Es wird vom Sinn des Lebens gesprochen, was doch aussagt, daß das Leben einen Sinn haben muß. Jedenfalls sucht jeder danach, und ich denke, daß auch jeder den Sinn des Lebens für sich entdeckt hat; viele allerdings wohl nur so lange, wie alles entsprechend den damit verbundenen Wunschvorstellungen verläuft. Geht etwas schief, hadert derjenige mit dem Schicksal, und wenn es arg kommt, geht er soweit, seinen Sinn des Lebens als verfehlt anzusehen, was sich dann ausdrückt in: Das Leben hat doch keinen Sinn.

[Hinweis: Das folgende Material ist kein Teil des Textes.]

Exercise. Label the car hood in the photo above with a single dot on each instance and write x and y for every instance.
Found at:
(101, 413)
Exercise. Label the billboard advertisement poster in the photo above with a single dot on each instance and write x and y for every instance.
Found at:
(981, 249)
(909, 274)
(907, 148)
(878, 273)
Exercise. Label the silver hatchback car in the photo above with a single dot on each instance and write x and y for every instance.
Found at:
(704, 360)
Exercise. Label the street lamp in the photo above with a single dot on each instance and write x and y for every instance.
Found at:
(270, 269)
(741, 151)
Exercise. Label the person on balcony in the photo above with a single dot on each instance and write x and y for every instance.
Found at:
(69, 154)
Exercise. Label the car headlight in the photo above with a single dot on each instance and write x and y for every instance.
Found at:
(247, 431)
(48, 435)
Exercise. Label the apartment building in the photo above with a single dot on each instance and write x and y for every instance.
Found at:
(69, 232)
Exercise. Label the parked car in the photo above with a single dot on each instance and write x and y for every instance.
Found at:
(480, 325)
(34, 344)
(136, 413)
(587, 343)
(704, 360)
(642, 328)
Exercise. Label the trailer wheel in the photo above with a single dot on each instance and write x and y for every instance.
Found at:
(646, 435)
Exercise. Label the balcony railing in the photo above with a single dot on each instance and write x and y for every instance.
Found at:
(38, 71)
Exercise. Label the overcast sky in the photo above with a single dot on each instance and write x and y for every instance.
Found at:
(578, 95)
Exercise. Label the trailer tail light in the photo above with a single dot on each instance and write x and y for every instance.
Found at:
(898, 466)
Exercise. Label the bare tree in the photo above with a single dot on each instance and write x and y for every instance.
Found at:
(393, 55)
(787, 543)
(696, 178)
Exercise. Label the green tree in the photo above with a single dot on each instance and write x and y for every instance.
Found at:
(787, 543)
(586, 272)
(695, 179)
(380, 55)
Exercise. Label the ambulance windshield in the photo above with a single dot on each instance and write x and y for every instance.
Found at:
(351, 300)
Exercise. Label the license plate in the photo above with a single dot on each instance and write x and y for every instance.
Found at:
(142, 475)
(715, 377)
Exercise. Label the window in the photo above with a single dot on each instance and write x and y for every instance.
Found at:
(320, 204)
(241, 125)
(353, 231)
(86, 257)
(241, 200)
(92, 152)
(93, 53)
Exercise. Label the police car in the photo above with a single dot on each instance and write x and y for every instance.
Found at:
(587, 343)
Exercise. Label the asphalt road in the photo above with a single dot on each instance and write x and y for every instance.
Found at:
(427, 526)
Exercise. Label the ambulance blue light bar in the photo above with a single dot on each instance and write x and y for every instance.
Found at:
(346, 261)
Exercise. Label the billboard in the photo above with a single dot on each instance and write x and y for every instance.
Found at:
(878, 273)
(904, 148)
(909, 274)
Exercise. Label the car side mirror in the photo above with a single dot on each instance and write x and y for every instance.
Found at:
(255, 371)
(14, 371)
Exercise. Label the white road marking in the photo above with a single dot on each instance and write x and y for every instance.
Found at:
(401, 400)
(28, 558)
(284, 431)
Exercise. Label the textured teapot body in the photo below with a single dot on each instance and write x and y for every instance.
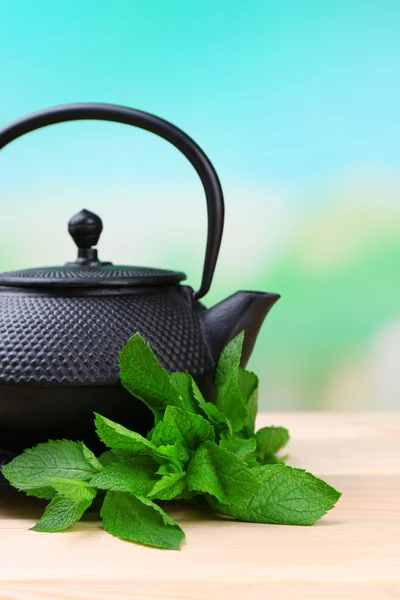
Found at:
(62, 328)
(73, 337)
(59, 357)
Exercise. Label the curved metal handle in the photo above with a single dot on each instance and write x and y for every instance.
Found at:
(164, 129)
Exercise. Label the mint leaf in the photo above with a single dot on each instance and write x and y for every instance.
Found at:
(119, 438)
(220, 473)
(248, 386)
(269, 441)
(228, 398)
(242, 447)
(91, 458)
(181, 425)
(44, 493)
(136, 475)
(139, 520)
(287, 495)
(217, 419)
(29, 471)
(61, 513)
(169, 487)
(182, 382)
(143, 376)
(108, 458)
(80, 491)
(178, 454)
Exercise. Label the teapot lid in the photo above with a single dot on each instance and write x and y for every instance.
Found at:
(88, 271)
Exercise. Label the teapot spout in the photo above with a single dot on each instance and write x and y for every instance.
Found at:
(244, 311)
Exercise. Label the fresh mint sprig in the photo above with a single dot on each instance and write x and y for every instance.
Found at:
(197, 451)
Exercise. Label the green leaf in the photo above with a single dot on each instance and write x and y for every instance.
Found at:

Ich will diese Gedanken nicht vertiefen; sie können Stoff für eine gesonderte Zeichnung (Aufsatz) abgeben. Ich leite für mich ab, daß der Sinn des Lebens, vielleicht treffender gesagt, des Daseins, nicht darin liegen kann, daß sich Wünsche und Hoffnungen erfüllen – ich meine diejenigen materieller Art -, oder daß meine Nachkommen „einschlagen“ oder ich ein angesehener Mann bin oder werde. Dies alles wird von Umständen abhängig sein, die nicht nur in meiner Hand liegen, weil mir die Kraft fehlt, ich keine Möglichkeit habe oder ich sie nicht erkenne.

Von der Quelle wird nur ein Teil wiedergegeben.